LOUIS GOSSETT JR.

 

(27 May 1936 – 29 March 2024)

Hard to believe, but Louis Gossett Jr was the first black man to win the Oscar for best supporting actor, laying the path for Denzel Washington, Cuba Gooding Jr, Morgan Freeman, Mahershala Ali and Daniel Kaluuya. The role that established him on film was the brutal, uncompromising drill sergeant Emil Foley in An Officer and a Gentleman, a massive hit that was in equal measure hard-hitting and gushingly romantic. That was 1982, but five years earlier he had picked up an Emmy for lead actor in the Alex Haley miniseries Roots (1977), in which he played Fiddler, the slave who teaches Kunta Kinte English.

In spite of his high profile in the cinema, Gossett Jr was originally a renowned stage performer, whose work on Broadway attracted the attention of Taylor Hackford, director of An Officer and a Gentleman. Although he had suffered from polio as a boy, Louis Gossett was offered an athletic scholarship but turned it down having got the acting bug after a sports injury turned his head to theatrical matters. And, in spite of no training, he landed the role of Spencer Scott in Take a Giant Step on Broadway – and received glowing notices. The year was 1953 and he was still only 17. Six years later he played George Murchison in the original Broadway run of A Raisin in the Sun and repeated his performance in Daniel Petrie’s 1961 film, with Sidney Poitier. Other notable stage credits included the Langston Hughes adaptation Tambourines to Glory, the musical Golden Boy with Sammy Davis Jr, and The Zulu and the Zayda, another musical, before appearing in Carry Me Back to Morningside Heights (directed by Poitier) and Murderous Angels, in which he played the Congolese politician Patrice Lumumba.

His screen credits were not as laudable, although he remained in demand right up to his turn as Ol’ Mister in Blitz Bazawule’s The Color Purple, and he still has a number of films awaiting release.

On screen, high-profile projects included The Landlord (1970), Skin Game (a comedy Western with James Garner), Travels with My Aunt, The Laughing Policeman, The Deep and The Choirboys (1977).

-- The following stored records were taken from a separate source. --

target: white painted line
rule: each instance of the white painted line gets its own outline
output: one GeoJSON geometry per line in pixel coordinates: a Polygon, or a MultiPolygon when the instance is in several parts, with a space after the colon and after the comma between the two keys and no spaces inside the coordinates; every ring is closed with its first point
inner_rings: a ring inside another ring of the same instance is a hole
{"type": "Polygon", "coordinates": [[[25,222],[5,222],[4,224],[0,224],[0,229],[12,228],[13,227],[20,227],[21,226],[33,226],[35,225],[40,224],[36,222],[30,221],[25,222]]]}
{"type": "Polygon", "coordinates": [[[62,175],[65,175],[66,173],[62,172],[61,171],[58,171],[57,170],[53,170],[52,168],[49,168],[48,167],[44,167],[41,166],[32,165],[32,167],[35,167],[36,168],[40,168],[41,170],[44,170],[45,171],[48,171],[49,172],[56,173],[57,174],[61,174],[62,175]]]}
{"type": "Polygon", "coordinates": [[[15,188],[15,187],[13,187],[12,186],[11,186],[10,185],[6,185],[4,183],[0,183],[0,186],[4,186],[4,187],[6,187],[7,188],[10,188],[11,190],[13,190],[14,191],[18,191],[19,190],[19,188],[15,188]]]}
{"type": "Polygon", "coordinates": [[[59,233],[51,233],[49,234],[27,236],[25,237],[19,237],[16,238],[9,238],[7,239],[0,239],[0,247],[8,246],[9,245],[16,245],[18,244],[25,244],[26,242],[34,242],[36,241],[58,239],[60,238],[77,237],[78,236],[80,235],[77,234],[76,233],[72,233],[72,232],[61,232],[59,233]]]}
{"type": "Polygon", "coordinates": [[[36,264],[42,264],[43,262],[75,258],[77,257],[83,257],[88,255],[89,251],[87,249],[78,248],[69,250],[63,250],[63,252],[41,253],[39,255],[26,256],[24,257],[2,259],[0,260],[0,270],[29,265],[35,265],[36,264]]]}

After his Oscar, his film roles hardly improved and for Jaws 3D (1983) he was actually nominated Worst Supporting Actor at the Razzies. However, eight years later he won the Golden Globe for his supporting turn in the HBO TV movie The Josephine Baker Story (1991). Over the years, he accumulated nine Emmy nominations and three Golden Globe nominations – and a Golden Globe for An Officer and a Gentleman. But he cited his favourite role as the Egyptian president he played in the 1983 TV movie Sadat.

He was inducted into the Hollywood Walk of Fame in 1992, was married and divorced three times and died of chronic obstructive pulmonary disease at the age of 87.